Now, you’ll no doubt already know, but your author is lazy. Thus, I needed a quick mapping from the teams’ url abbreviations to human names. Thus the following chunk.

# now get team mapping

team_links <- links[grepl("2019", links)]

team_name <- possibly(
  function(link) {
    team_pg <- read_html(link)
    name <- team_pg %>% 
      html_nodes("h1") %>% 
      html_text() %>% 
      str_remove_all("\n|\\s{3,}|\\d{4,}|Statistics & Players")
    
    df_out <- tibble(
      abbr = str_extract(link, "(?<=teams\\/).+?(?=\\/)"),
      name = name
    )
    
  },
  otherwise = NA_character_
)

team_lookup <- map_dfr(team_links, team_name)

YPP FTW

Now all the pieces can come together. We can positively determine the best teams of the past 30 years!

# find best ypp diff

ypp_rank <- hist_clean %>% 
  filter(player %in% c("Team Stats", "Opp.
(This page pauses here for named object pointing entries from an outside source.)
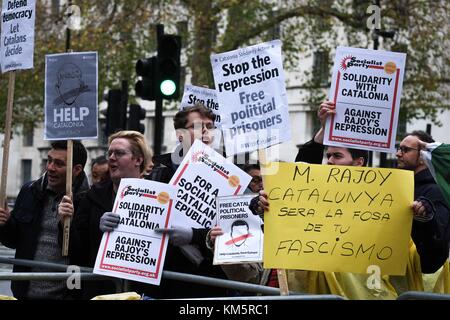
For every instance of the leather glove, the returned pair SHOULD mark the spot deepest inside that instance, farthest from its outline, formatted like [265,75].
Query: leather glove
[178,236]
[109,221]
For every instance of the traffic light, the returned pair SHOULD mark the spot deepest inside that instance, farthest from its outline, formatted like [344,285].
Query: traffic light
[146,87]
[168,61]
[115,112]
[137,113]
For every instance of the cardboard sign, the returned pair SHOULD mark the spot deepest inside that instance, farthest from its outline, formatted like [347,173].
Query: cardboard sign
[338,218]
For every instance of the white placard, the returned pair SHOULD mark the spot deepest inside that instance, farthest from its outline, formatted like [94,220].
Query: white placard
[208,98]
[17,37]
[251,92]
[202,176]
[366,87]
[133,250]
[243,238]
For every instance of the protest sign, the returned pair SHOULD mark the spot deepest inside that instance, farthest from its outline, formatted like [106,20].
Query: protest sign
[71,96]
[202,176]
[338,218]
[17,36]
[134,250]
[366,87]
[251,92]
[208,98]
[242,240]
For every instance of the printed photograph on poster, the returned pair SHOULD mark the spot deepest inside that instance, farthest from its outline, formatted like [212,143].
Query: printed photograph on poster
[134,250]
[243,238]
[366,88]
[17,35]
[71,81]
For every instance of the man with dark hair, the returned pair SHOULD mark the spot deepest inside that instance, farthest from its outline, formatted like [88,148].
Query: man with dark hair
[99,170]
[34,228]
[430,229]
[187,250]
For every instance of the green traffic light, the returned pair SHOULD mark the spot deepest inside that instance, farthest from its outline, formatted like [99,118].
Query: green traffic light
[167,87]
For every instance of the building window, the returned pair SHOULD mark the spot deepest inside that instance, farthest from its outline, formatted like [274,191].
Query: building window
[320,68]
[27,136]
[26,170]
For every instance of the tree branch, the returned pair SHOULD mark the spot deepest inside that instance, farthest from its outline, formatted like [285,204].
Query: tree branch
[302,11]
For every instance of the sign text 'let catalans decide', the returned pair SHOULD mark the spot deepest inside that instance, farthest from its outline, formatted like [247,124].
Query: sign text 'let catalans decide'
[338,218]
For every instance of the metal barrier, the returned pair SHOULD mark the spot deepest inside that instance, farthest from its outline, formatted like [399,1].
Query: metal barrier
[88,275]
[419,295]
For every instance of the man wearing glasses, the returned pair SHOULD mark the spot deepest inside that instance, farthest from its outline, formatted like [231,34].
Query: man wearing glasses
[187,250]
[430,230]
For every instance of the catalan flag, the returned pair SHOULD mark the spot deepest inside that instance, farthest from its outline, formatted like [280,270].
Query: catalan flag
[437,159]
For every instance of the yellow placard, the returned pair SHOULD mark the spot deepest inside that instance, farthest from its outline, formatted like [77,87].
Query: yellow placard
[338,218]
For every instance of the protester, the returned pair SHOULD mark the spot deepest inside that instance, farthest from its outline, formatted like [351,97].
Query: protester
[34,229]
[432,251]
[99,170]
[127,156]
[430,230]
Stats"),
         year != "2019") %>% 
  select(team, year, player, ypp) %>% 
  pivot_wider(
    names_from = "player", 
    values_from = "ypp", 
    names_repair = "universal"
  ) %>% 
  mutate_at(vars(-team), list(as.numeric)) %>%
  mutate(ypp_diff = Team.Stats - Opp..Stats) %>% 
  arrange(-ypp_diff) %>% 
  slice(1:25) %>% 
  left_join(team_lookup, by = c(team = "abbr")) %>% 
  mutate(ypp_unique = paste0(name, " (", year, ")"))

And let’s plot.

ggplot(ypp_rank, aes(fct_reorder(ypp_unique, ypp_diff), ypp_diff)) +
  geom_col(show.legend = FALSE, aes(fill = team)) +
  coord_flip() +
  scale_y_continuous(expand = c(0,0)) +
  labs(x = "",
       y = "Yards Per Play Differential",
       title = "Best Teams in the Past 30 Years By Yards/Play Differential",
       caption = "Source: verbumdata.netlify.com\npro-football-reference.com")

The 2001 Rams of Kurt " don’t forget Jesus " fame top our list. What a fabulous team. Aaron’s 1996 Green Bay Packers arrive at 22nd on the list. Not too shabby, but not the best. Oh, and, PS, I dropped all 2019 data for sake of small sample.